読み終えた後、私は自分自身の人生に対して、少しだけ「攻め」の姿勢を持ちたくなりました。庄九郎が油を注ぐ際に見せたあの自信に満ちた笑顔が、今も私の心の中に鮮明に残っています。
こんな人におすすめ
- 仕事やプライベートで、自分の実力を試したいと感じている人
- 複雑な人間関係の中で、いかに信頼を築くかヒントを得たい人
- 戦国時代の空気感を、臨場感あふれる文章で体感したい人
- 大きな壁に直面し、それを打破する知恵と勇気が欲しい人
- 歴史の知識がなくても、楽しめる極上のエンターテインメントを求めている人
読んで得られる感情イメージ
- 逆境を跳ね除ける際の、突き抜けるような爽快感
- 緻密な計画がパズルのように組み合わさる知的な興奮
- 自分の力で運命を切り拓いていく、みなぎるような自信
読みどころはココ!登場人物・設定の深掘り
本作の真の主役は庄九郎ですが、彼を取り巻く環境の設定が実に巧妙です。特に、彼が最初に仕えることとなる美濃の守護、土岐家の人々の描き方が秀逸です。古い権威にすがり、形だけの儀礼を重んじる旧来の勢力と、庄九郎のような新興のエネルギーが対比されることで、時代の変わり目というものが視覚的に伝わってきます。
また、庄九郎の伴侶となる女性たちの存在も欠かせません。彼女たちは単なる脇役ではなく、庄九郎の野心を支えるパートナーとして、あるいは彼の人間的な弱さを補う存在として、物語に深い情緒を添えています。「国を盗る」という殺伐とした目標の陰で、彼が見せる「一人の男としての顔」が、作品に立体感を与えているのです。
時代を動かす「油の一滴」が意味するもの
庄九郎が油売りとして、漏斗を使わずに一文銭の穴を通して油を注ぐ場面は、本作屈指の名シーンです。これは単なる大道芸ではなく、彼がどれほどの集中力と覚悟を持って物事に当たっているかを象徴しています。

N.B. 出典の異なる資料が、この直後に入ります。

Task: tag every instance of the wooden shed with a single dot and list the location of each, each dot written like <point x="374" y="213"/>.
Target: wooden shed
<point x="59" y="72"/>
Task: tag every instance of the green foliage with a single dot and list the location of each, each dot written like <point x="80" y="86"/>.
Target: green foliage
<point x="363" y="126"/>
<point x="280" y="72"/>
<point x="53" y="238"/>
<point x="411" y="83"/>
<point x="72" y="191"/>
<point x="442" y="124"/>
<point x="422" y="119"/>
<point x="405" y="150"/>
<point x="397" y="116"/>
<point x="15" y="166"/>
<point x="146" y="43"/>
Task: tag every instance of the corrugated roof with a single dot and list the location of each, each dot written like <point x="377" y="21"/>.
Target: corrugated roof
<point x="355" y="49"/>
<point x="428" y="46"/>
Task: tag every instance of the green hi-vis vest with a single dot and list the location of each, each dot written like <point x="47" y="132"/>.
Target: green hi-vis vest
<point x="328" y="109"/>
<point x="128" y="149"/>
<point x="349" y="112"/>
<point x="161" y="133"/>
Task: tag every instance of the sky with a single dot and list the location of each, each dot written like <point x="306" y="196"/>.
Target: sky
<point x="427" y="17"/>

小さな信頼を積み重ね、それを大きな力へと変えていくプロセスは、現代のリーダーシップ論にも通じるものがあります。彼が注いでいたのは油ではなく、美濃という国そのものを動かす「意志」だったのです。その圧倒的なパフォーマンスが、どのようにして一国の情勢を変えていくのか。その過程の描写こそが、この物語の最大の価値だと言えます。
読後の余韻をどう楽しむ?
斎藤道三という男が成し遂げたことは、単なる領土の拡大だったのでしょうか。それとも、中世という古い仕組みを破壊し、新しい日本を作るための「実験」だったのでしょうか。読了後、あなたがもし彼の立場に置かれたら、どの場面でどのような決断を下したかを想像してみてください。
また、彼の合理的な考え方が、後の織田信長にどのように受け継がれていったのかという視点を持つと、歴史の流れが一つの大きなドラマとして繋がって見えてくるはずです。個人の才能はどこまで組織の壁を越えられるのか、という問いは、読み終わった後もあなたの心の中に長く留まり続けることでしょう。